La vittoria di Wellington o la battaglia di Vittoria

Beethoven ogni venerdì: in occasione del suo 250° compleanno, ogni settimana analizziamo una delle sue opere. Oggi su "La vittoria di Wellington o la battaglia di Vittoria".

Particolare del ritratto di Beethoven di Joseph Karl Stieler, 1820 ca.

Molti biografi di Beethoven un tempo guardavano con imbarazzo alla partitura di La vittoria di Wellington o la battaglia di Vittoria op. 91 - secondo Alfred Einstein, sarebbe addirittura "il punto più basso della sua opera". Il successo e la popolarità fecero apparire il quadro musicale di battaglia (composto dalle due "sezioni" Battle e Victory Symphony) sospetto, non da ultimo per la sua presentazione programmatica. Si è perso di vista il contesto storico in cui l'opera è stata composta. Per più di un decennio, Napoleone e le sue truppe avevano provocato disordini nelle forze armate e nella società civile di tutta Europa quando, il 27 luglio 1812, la notizia della vittoria a Vitoria giunse finalmente a Vienna: Lord Wellington aveva già messo in fuga le truppe napoleoniche nei pressi della città basca il 21 giugno, ponendo fine al dominio francese sulla penisola iberica. Con questo successo, le malconce forze della coalizione ritrovarono il coraggio con cui era stata vinta la battaglia di Lipsia nell'ottobre dello stesso anno: l'inizio della fine per Napoleone.

Quando la Battaglia e la Sinfonia n. 7 di Beethoven furono eseguite per la prima volta nella Sala Universitaria di Vienna l'8 e il 12 dicembre 1813, non tutte le battaglie erano state combattute, ma quelle decisive sì. Solo così si può comprendere la prestigiosa esecuzione e il successo di questo concerto, organizzato a favore dei soldati austriaci e bavaresi invalidi nella battaglia di Hanau.
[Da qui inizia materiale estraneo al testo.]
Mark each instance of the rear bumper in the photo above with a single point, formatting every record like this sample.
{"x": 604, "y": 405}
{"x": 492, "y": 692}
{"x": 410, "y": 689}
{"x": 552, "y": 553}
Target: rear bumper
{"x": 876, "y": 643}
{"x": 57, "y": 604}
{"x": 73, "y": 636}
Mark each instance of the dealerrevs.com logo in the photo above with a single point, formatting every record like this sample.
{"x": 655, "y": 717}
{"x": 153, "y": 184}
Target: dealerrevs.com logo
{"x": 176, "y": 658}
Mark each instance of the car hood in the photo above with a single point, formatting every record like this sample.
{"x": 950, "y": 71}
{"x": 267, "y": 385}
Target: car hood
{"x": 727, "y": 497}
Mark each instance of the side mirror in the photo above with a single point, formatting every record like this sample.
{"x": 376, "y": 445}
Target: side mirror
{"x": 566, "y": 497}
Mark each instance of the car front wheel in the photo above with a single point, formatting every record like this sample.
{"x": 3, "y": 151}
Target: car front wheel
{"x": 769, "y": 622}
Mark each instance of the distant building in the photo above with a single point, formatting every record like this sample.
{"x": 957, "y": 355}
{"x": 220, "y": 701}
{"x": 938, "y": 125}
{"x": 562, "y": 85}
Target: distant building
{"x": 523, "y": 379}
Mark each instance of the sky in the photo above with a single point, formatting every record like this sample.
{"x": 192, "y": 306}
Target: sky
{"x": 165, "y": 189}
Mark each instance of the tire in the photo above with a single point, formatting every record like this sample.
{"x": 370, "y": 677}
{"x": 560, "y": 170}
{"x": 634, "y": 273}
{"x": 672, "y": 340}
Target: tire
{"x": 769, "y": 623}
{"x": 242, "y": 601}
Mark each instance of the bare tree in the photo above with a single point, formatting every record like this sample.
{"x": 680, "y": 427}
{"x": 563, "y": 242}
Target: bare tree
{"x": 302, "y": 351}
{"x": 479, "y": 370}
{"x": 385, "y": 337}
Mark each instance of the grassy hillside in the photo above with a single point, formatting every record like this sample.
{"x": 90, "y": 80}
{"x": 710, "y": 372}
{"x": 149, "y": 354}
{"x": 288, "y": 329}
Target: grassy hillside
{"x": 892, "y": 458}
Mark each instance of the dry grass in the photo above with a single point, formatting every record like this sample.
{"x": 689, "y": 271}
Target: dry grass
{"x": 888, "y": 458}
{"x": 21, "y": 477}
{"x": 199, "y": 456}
L'orchestra, composta da circa 100 elementi, comprendeva i migliori musicisti della città, con Schuppanzigh come concertatore, Beethoven diresse e gli applausi furono "indescrivibili": "La fama del signor von Beethoven si affermò nuovamente; fu accolto con entusiasmo ad ogni esecuzione". (Wiener allgemeine musikalische Zeitung)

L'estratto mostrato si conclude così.